For several years now, Black Rock High School in Yucca Valley has been helping teenagers in trouble make it through school. Recently a film crew spent two years there documenting the process for the world to see. The result is “The Bad Kids,” a film that has been recognized globally and will soon be showing in the desert. Here with the details is reporter David Haldane…
It starts with a knock on the door. A San Bernardino County probation officer is checking on why a kid named Joey didn’t make it to school. “Sometimes I have trouble getting out of bed,” he explains. “I don’t get up until 1 p.m.”
That’s the opening scene of “The Bad Kids,” a 100-minute documentary about the Morongo Basin’s own Black Rock High School that’s been winning accolades worldwide. On Thursday, February 16, it finally screens within commuting distance: at the Camelot Theater in Palm Springs.
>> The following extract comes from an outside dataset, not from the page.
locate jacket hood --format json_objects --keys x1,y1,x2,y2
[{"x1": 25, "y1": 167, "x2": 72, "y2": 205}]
Two years in the making, the film depicts the day-to-day struggles of the students and staff at Black Rock, a Yucca Valley continuation high school designed to help 11th and 12th graders in trouble.
After winning at last year’s Sundance Film Festival, the movie opened in New York and Los Angeles and will soon be on Netflix and PBS.
Principal Vonda Viland, who plays prominently in the film, says it shows the so-called bad kids’ potential. “We have an untapped resource in our nation. If we would take the time and energy and the money to tap into them, we could solve a lot of society’s problems.”
Tickets for Thursday’s screening can be purchased for $7 to $11 at the Camelot Theater’s box office on the 2300 block of East Baristo Road in Palm Springs, or online at badkids.eventbrite.com. The show starts at 7:30 p.m., followed by a question-and-answer session with the cast and crew.